While investigating the effects of features on predicted $s_{\text{het}}$, we found that including highly correlated features in the model could produce unintuitive results, such as opposite correlations with $s_{\text{het}}$ for highly similar features. Therefore, for Figures 4C–4F, we first pruned the set of features to minimize pairwise correlations between the remaining features. To do this, we randomly kept one feature in each group of correlated features, where such a group is defined as a set of features where each feature in the set has an absolute Spearman $\rho >0.7$ to some other feature in the set.

For Figures 4C–4F, we trained models on the relevant features in this pruned set (gene ontology, network, gene regulatory, and gene structure features for Figures 4C, 4D, 4E, and 4F respectively).
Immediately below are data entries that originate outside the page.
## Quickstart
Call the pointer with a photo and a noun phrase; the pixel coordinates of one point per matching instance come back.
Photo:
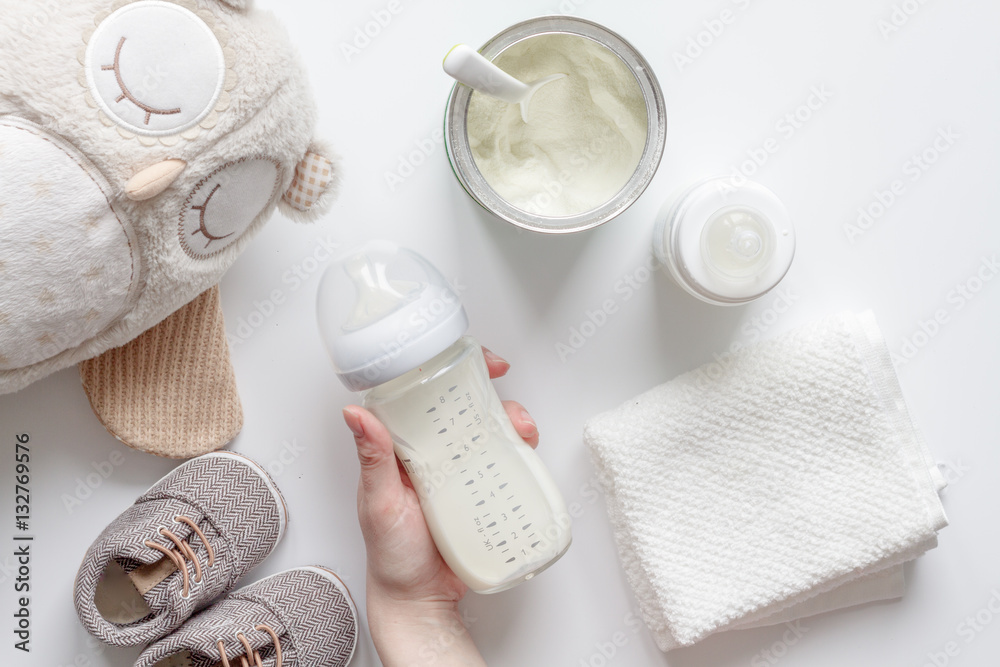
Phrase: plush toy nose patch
(69, 263)
(313, 177)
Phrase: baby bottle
(395, 331)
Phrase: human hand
(412, 594)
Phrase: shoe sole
(339, 584)
(258, 470)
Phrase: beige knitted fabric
(171, 391)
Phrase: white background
(890, 96)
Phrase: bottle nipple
(738, 242)
(377, 294)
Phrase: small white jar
(725, 244)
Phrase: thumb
(379, 471)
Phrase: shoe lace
(250, 651)
(182, 552)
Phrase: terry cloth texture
(238, 509)
(784, 480)
(309, 610)
(171, 391)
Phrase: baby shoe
(182, 544)
(300, 618)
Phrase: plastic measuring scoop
(468, 66)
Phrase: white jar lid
(385, 310)
(726, 244)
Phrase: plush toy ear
(171, 391)
(313, 188)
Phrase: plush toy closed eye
(142, 145)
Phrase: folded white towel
(782, 481)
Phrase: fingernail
(495, 358)
(353, 420)
(526, 418)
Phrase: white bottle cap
(723, 243)
(385, 310)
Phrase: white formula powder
(585, 135)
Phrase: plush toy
(142, 145)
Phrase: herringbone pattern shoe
(182, 544)
(300, 618)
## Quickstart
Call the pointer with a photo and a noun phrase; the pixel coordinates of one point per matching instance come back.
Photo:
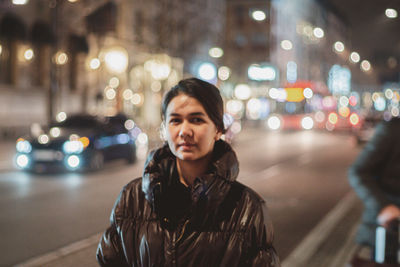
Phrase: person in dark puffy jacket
(187, 209)
(375, 176)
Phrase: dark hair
(206, 93)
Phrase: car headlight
(307, 123)
(73, 147)
(23, 146)
(22, 161)
(274, 123)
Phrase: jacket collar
(160, 166)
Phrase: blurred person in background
(188, 209)
(375, 176)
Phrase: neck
(189, 170)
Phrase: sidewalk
(329, 244)
(7, 152)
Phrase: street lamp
(116, 59)
(207, 71)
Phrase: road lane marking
(62, 252)
(307, 248)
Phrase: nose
(185, 130)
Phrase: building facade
(100, 57)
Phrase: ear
(218, 135)
(163, 131)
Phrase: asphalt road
(301, 175)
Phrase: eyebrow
(191, 114)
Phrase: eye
(174, 121)
(197, 120)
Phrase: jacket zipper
(182, 231)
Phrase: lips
(185, 146)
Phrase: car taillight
(354, 119)
(332, 118)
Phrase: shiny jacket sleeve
(109, 250)
(365, 173)
(262, 252)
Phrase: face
(190, 133)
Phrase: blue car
(78, 143)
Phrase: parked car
(80, 142)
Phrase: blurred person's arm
(388, 214)
(365, 173)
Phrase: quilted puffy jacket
(156, 221)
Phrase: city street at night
(88, 88)
(301, 175)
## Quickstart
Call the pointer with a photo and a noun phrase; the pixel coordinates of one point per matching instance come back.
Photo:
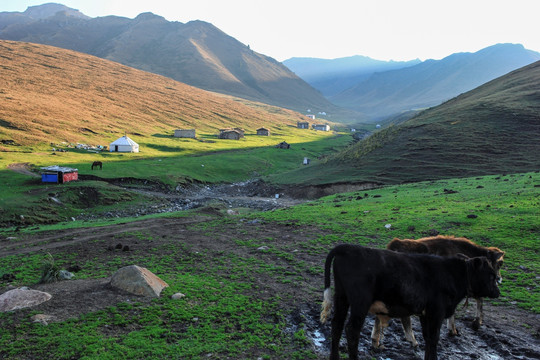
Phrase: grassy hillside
(196, 53)
(50, 95)
(54, 98)
(493, 129)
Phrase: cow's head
(482, 278)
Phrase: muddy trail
(507, 333)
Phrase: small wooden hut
(263, 132)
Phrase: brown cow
(399, 285)
(443, 246)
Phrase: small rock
(138, 280)
(177, 296)
(22, 298)
(65, 275)
(42, 319)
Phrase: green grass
(501, 211)
(215, 162)
(223, 315)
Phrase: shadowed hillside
(493, 129)
(50, 94)
(196, 53)
(332, 76)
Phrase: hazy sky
(381, 29)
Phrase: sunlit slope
(493, 129)
(49, 94)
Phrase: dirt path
(508, 333)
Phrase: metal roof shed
(124, 144)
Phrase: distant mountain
(49, 94)
(333, 76)
(493, 129)
(196, 53)
(433, 81)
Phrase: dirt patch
(508, 333)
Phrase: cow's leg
(452, 331)
(376, 333)
(356, 321)
(359, 311)
(431, 329)
(479, 314)
(341, 306)
(407, 329)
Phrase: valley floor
(508, 333)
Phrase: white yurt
(124, 144)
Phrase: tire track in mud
(74, 236)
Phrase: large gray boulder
(22, 298)
(138, 280)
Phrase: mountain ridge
(50, 94)
(433, 81)
(196, 53)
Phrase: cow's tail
(326, 308)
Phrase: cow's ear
(478, 262)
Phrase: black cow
(442, 245)
(399, 285)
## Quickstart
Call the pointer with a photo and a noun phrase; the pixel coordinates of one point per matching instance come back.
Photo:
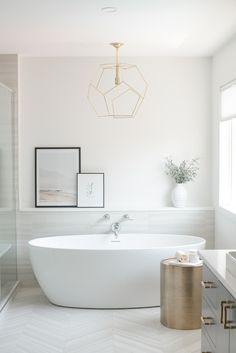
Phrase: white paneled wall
(39, 223)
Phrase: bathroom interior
(133, 249)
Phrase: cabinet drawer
(209, 322)
(210, 284)
(206, 346)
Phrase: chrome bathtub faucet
(116, 227)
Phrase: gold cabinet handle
(222, 312)
(228, 324)
(208, 284)
(207, 321)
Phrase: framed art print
(55, 176)
(90, 190)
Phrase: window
(227, 195)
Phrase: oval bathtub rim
(31, 243)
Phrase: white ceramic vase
(179, 196)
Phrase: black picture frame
(99, 190)
(48, 195)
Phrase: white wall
(174, 120)
(224, 70)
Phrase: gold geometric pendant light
(118, 89)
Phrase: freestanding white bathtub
(91, 271)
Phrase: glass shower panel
(8, 267)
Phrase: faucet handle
(128, 218)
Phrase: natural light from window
(227, 192)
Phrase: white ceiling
(148, 27)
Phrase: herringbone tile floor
(30, 324)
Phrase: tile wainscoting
(34, 223)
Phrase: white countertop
(216, 261)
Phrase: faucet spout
(115, 227)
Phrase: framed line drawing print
(55, 176)
(90, 190)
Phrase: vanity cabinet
(218, 316)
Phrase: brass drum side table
(180, 295)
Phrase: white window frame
(226, 123)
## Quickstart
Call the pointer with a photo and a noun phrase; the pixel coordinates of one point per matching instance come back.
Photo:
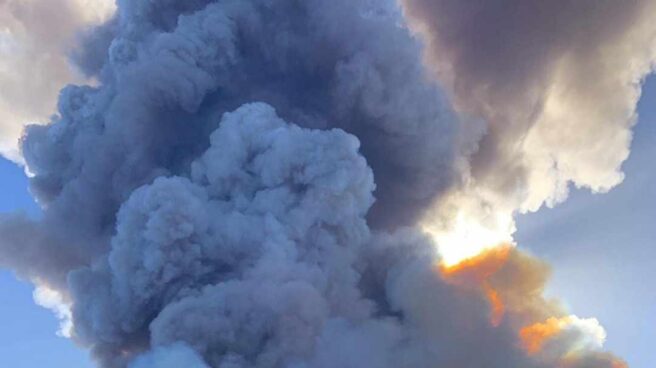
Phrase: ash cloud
(35, 38)
(243, 187)
(556, 84)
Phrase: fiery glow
(475, 273)
(469, 235)
(534, 337)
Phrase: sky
(211, 201)
(617, 228)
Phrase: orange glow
(479, 268)
(536, 335)
(475, 273)
(498, 309)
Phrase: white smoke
(36, 37)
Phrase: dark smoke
(240, 191)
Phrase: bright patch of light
(468, 237)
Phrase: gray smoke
(241, 188)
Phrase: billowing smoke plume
(35, 36)
(556, 84)
(246, 184)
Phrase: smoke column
(267, 183)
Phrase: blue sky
(601, 248)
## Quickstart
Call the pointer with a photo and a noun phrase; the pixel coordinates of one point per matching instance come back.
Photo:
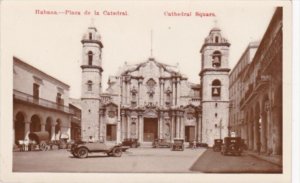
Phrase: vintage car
(81, 149)
(131, 142)
(198, 144)
(232, 145)
(161, 143)
(178, 145)
(40, 139)
(217, 145)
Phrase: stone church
(151, 100)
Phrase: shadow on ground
(215, 162)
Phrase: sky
(52, 44)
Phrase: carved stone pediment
(150, 113)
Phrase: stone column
(163, 93)
(161, 129)
(264, 126)
(256, 133)
(27, 130)
(182, 125)
(178, 91)
(128, 125)
(172, 126)
(128, 92)
(43, 126)
(173, 92)
(139, 92)
(160, 92)
(123, 125)
(140, 121)
(53, 130)
(101, 126)
(277, 125)
(177, 125)
(199, 134)
(123, 91)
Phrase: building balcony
(261, 82)
(24, 97)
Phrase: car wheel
(117, 152)
(82, 152)
(74, 154)
(43, 146)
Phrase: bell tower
(91, 85)
(214, 77)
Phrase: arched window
(216, 59)
(217, 39)
(89, 83)
(90, 57)
(216, 88)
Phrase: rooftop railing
(17, 95)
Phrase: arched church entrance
(150, 129)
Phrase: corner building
(151, 100)
(214, 77)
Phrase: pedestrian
(258, 147)
(194, 144)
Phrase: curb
(275, 162)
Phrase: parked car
(81, 149)
(131, 142)
(232, 145)
(217, 145)
(198, 144)
(178, 145)
(161, 143)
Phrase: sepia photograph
(146, 90)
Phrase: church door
(150, 129)
(189, 133)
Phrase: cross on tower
(216, 22)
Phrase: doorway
(189, 133)
(111, 132)
(150, 129)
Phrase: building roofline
(21, 62)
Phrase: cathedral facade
(151, 100)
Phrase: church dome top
(215, 29)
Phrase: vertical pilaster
(27, 130)
(101, 126)
(173, 92)
(199, 133)
(43, 126)
(182, 125)
(53, 130)
(178, 91)
(128, 125)
(123, 125)
(140, 121)
(163, 93)
(177, 125)
(139, 91)
(172, 126)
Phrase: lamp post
(220, 127)
(119, 113)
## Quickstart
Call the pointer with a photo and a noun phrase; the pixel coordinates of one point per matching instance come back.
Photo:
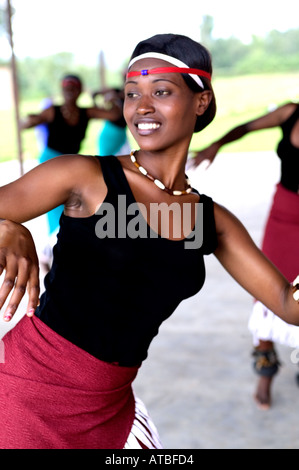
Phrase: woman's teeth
(145, 126)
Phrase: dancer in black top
(130, 248)
(66, 128)
(280, 242)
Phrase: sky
(85, 27)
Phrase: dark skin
(160, 111)
(70, 110)
(269, 120)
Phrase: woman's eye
(131, 94)
(162, 92)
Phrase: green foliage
(239, 99)
(276, 52)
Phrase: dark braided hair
(193, 54)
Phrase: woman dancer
(112, 139)
(280, 242)
(130, 248)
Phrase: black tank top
(64, 138)
(110, 295)
(289, 155)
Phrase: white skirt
(266, 326)
(144, 434)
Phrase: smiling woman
(68, 372)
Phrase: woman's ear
(204, 99)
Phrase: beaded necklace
(157, 182)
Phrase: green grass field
(239, 99)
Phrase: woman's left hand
(19, 260)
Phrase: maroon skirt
(54, 395)
(281, 238)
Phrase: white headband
(167, 58)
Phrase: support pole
(15, 88)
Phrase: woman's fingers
(20, 269)
(33, 290)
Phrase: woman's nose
(145, 105)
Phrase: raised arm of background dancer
(272, 119)
(112, 113)
(19, 260)
(32, 120)
(251, 269)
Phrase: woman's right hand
(19, 260)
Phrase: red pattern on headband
(200, 73)
(71, 81)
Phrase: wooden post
(15, 88)
(102, 71)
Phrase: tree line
(273, 53)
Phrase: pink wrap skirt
(281, 246)
(53, 395)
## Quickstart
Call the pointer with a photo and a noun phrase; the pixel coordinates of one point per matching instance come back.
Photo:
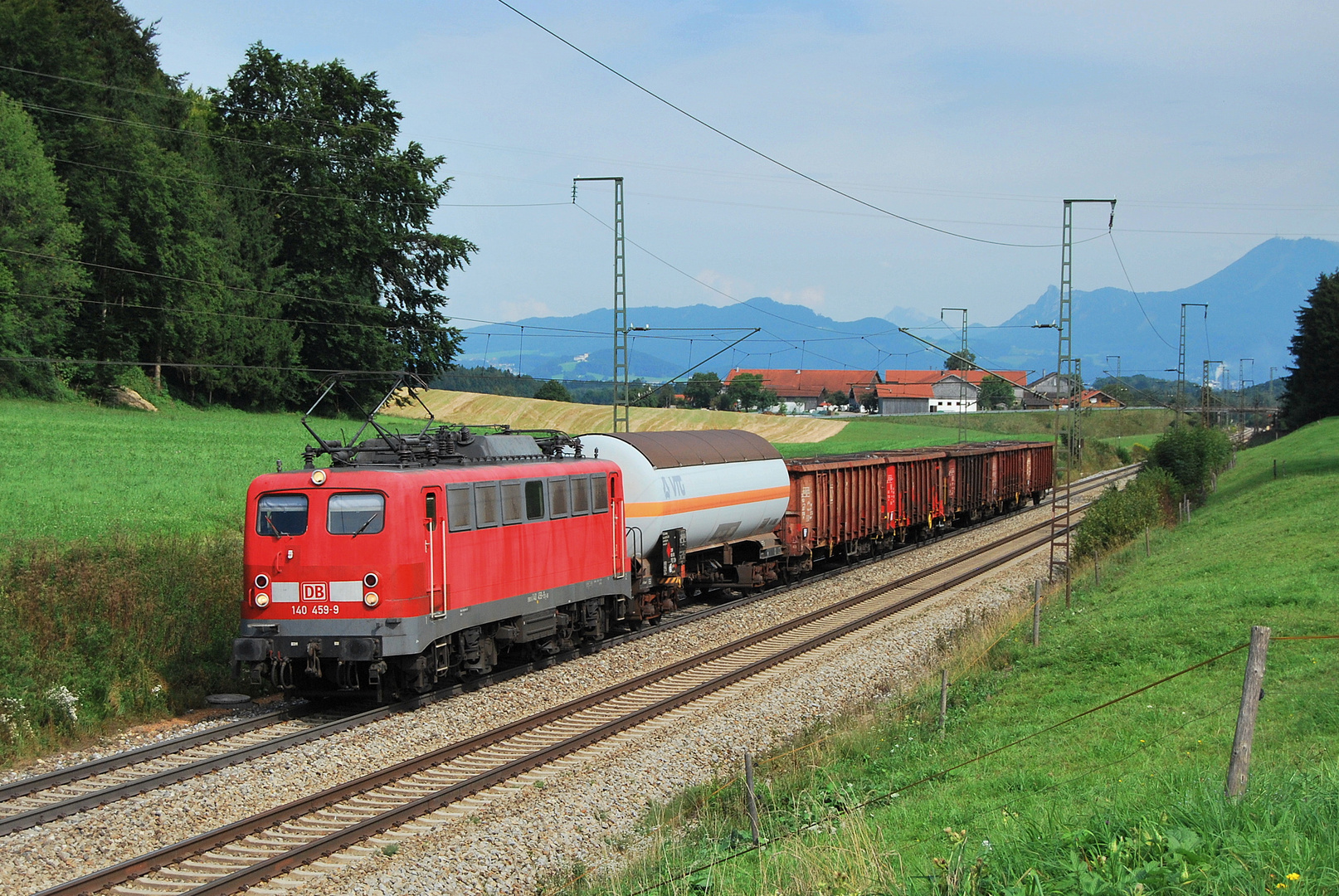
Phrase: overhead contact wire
(770, 158)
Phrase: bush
(1192, 455)
(1121, 514)
(111, 628)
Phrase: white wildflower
(67, 699)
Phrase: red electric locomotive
(409, 568)
(414, 558)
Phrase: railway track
(430, 788)
(34, 801)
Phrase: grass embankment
(1127, 800)
(118, 577)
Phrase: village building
(931, 392)
(805, 388)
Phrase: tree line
(226, 244)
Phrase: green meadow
(1020, 797)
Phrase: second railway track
(431, 786)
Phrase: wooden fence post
(943, 701)
(752, 798)
(1239, 767)
(1037, 608)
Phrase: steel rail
(50, 812)
(204, 843)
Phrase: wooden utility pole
(943, 701)
(1037, 610)
(1252, 689)
(752, 798)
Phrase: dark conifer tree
(1314, 381)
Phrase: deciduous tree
(39, 285)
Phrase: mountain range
(1252, 309)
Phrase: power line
(774, 161)
(721, 292)
(1136, 294)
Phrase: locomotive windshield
(355, 514)
(281, 514)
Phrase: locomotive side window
(558, 497)
(281, 514)
(458, 507)
(534, 499)
(355, 514)
(486, 504)
(513, 503)
(580, 494)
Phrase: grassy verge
(104, 632)
(1125, 800)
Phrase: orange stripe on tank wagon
(687, 505)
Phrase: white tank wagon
(700, 508)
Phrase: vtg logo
(673, 486)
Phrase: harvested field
(529, 413)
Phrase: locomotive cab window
(486, 510)
(534, 499)
(558, 497)
(580, 494)
(458, 516)
(355, 514)
(281, 514)
(513, 503)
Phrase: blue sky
(1214, 124)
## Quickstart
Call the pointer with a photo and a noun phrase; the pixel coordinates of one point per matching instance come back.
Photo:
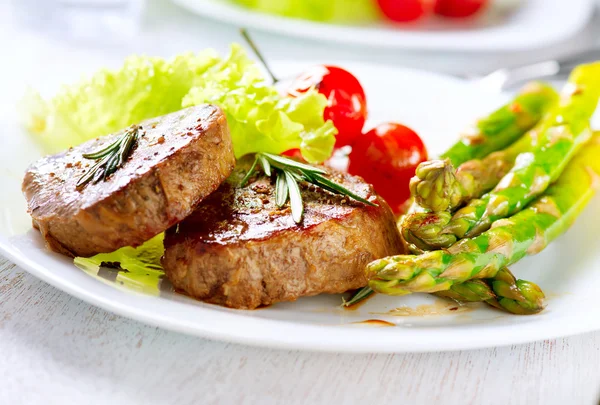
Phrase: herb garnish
(110, 158)
(289, 172)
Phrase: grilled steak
(180, 159)
(239, 250)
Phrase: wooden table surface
(56, 349)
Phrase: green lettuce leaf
(317, 10)
(134, 268)
(260, 119)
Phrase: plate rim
(248, 330)
(365, 36)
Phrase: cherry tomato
(346, 100)
(404, 10)
(387, 157)
(458, 8)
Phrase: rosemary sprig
(111, 158)
(289, 172)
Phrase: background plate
(535, 24)
(437, 107)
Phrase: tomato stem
(258, 54)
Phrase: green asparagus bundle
(509, 240)
(439, 187)
(435, 186)
(561, 136)
(503, 291)
(494, 132)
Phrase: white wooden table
(55, 349)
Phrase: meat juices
(239, 250)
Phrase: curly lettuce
(260, 119)
(317, 10)
(137, 269)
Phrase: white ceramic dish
(437, 107)
(535, 24)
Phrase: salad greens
(260, 119)
(317, 10)
(137, 268)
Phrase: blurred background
(460, 37)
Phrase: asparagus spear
(503, 291)
(435, 186)
(526, 233)
(438, 187)
(562, 135)
(499, 129)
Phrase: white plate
(535, 24)
(437, 107)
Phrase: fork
(556, 69)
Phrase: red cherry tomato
(404, 10)
(294, 153)
(458, 8)
(346, 100)
(387, 157)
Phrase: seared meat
(181, 158)
(239, 250)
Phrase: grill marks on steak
(239, 250)
(182, 158)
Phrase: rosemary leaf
(265, 164)
(295, 197)
(291, 163)
(336, 188)
(281, 190)
(250, 173)
(110, 158)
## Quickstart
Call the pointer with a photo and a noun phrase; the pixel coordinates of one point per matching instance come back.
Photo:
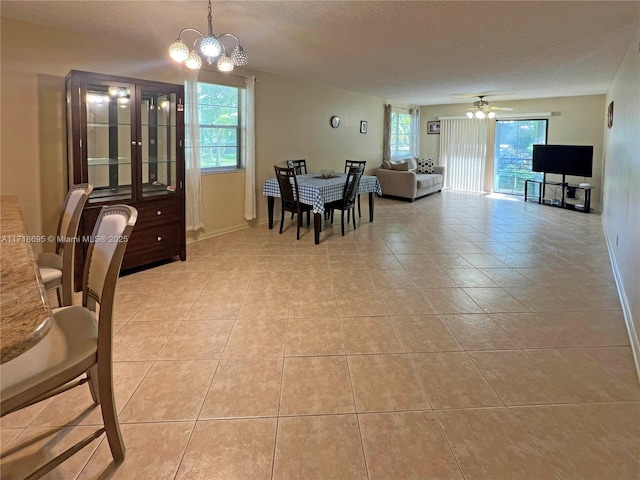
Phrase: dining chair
(56, 268)
(289, 195)
(299, 165)
(349, 194)
(355, 163)
(77, 349)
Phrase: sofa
(400, 179)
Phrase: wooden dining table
(25, 312)
(317, 191)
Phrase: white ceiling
(421, 52)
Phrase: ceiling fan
(481, 109)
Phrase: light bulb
(239, 56)
(193, 61)
(225, 64)
(178, 51)
(210, 46)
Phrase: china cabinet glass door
(158, 138)
(109, 141)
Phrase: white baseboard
(626, 311)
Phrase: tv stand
(568, 192)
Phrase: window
(400, 134)
(514, 153)
(219, 116)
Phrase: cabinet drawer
(158, 212)
(156, 237)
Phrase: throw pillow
(425, 165)
(404, 167)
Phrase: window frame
(395, 133)
(237, 128)
(535, 175)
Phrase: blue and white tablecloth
(318, 191)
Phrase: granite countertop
(25, 313)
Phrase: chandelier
(210, 47)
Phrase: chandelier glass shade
(208, 46)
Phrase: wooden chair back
(300, 166)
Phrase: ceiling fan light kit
(481, 109)
(211, 48)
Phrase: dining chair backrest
(77, 344)
(104, 257)
(288, 186)
(352, 184)
(354, 163)
(299, 165)
(70, 216)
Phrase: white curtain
(415, 132)
(463, 151)
(193, 186)
(386, 134)
(249, 149)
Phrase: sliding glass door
(514, 151)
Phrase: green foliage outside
(218, 109)
(514, 153)
(400, 134)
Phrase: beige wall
(575, 120)
(621, 212)
(292, 121)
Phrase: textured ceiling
(421, 52)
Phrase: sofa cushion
(425, 180)
(401, 166)
(425, 165)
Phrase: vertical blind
(463, 151)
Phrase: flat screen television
(563, 159)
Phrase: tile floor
(459, 336)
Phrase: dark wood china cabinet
(126, 137)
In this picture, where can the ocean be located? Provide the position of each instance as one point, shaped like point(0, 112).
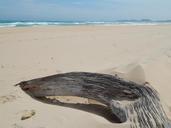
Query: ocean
point(4, 23)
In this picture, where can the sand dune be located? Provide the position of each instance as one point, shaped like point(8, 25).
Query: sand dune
point(137, 53)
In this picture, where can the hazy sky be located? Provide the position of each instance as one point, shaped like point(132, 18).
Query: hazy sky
point(86, 10)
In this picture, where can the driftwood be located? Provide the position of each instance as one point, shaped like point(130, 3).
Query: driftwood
point(123, 101)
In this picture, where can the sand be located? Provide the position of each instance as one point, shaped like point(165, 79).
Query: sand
point(136, 53)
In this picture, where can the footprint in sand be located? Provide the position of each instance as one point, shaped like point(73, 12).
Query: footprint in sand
point(8, 98)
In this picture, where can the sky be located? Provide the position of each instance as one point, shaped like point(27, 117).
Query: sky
point(84, 10)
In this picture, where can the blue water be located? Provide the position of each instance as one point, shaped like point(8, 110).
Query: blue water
point(71, 23)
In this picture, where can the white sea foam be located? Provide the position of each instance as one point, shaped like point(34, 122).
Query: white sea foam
point(27, 24)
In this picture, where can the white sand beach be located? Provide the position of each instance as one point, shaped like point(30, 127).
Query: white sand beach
point(137, 53)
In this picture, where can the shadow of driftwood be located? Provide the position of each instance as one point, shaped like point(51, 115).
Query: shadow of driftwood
point(97, 109)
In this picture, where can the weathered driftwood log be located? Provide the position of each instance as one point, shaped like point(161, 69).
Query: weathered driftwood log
point(125, 101)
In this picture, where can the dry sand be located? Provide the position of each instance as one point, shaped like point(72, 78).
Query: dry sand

After feature pruning, we found the directions of effect for the features were consistent with their marginal directions of effect.

Data availability

Posterior means and 95% credible intervals for $s_{\text{het}}$ are available in Supplementary Table 2. Posterior densities for $s_{\text{het}}$ are available in Supplementary Table 3. A description of the gene features is available in Supplementary Table 4. These supplementary tables are also available at [74], along with likelihoods for $s_{\text{het}}$, LOF variants with misannotation probabilities, and gene feature tables.